I lifted my eyes and met Barbara’s gaze square on, totally unsurprised that she could see me. Her mouth pinched, eyes tightening, and her shoulders went back. Not with shock, but preparation. Even knowing that for some reason she was only at half strength, watching the changes in her body language sent the primitive lizard part of my brain running screaming into the dark recesses of my mind. I didn’t know what exactly Morrison’s new lover was, but I was very sure I didn’t want her to hit me.

A very small blossom of rage opened up inside me and I realized that more to the point, I didn’t want her to hit him. I felt my lip curl as I leaned forward, literally bracing myself against whatever onslaught she had prepared.

Time went desperately weird.

It went still all around me, worse than the slowed-down clarity of a fight. It froze, as if I’d be able to see raindrops hanging in the air. Barbara’s breathing stopped, though there was no flatness in her eyes that bespoke death. I couldn’t tell if I did the same, because I wasn’t sure I even breathed when I left my body.

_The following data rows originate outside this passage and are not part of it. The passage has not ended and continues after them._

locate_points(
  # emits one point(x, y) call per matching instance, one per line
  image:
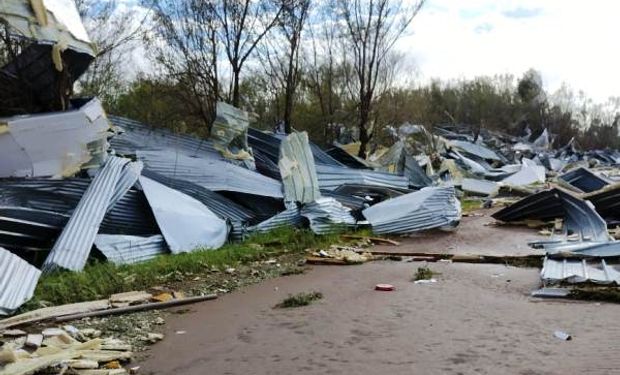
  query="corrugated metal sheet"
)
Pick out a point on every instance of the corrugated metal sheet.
point(479, 187)
point(137, 136)
point(545, 205)
point(579, 249)
point(581, 218)
point(347, 200)
point(431, 207)
point(584, 180)
point(530, 173)
point(229, 132)
point(347, 159)
point(210, 173)
point(331, 177)
point(72, 248)
point(185, 223)
point(298, 170)
point(130, 215)
point(54, 144)
point(18, 280)
point(476, 149)
point(289, 217)
point(220, 205)
point(327, 215)
point(269, 146)
point(120, 249)
point(579, 271)
point(606, 201)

I hadn’t been particularly aware of my body for the last several seconds, though I knew in a clinical sense it was out there standing on Morrison’s front porch. Having now spared it a thought, I could almost feel the memories of the past few moments pouring through it, as if it was catching up on details of a movie it hadn’t been paying attention to. Everything rewound, a blur of silence and images, until I’d reamalgamated with myself and all my memories and awareness were in one place, back there on the porch.

I snapped forward again.

This time it hurt, a concussive smash into—

—the future. The present. For a bewildering instant I wasn’t sure where or when I was anymore. Morrison’s kitchen floor was hard under my knees, my body having joined its spirit, apparently without bothering to travel the distance separating the two. My ears rang with a disrupted song of power, jangling noise fading away even as I noticed it. I felt like there were eddies swirling off my skin, as if I’d become a sticking point in a river and that river had briefly bent to my will.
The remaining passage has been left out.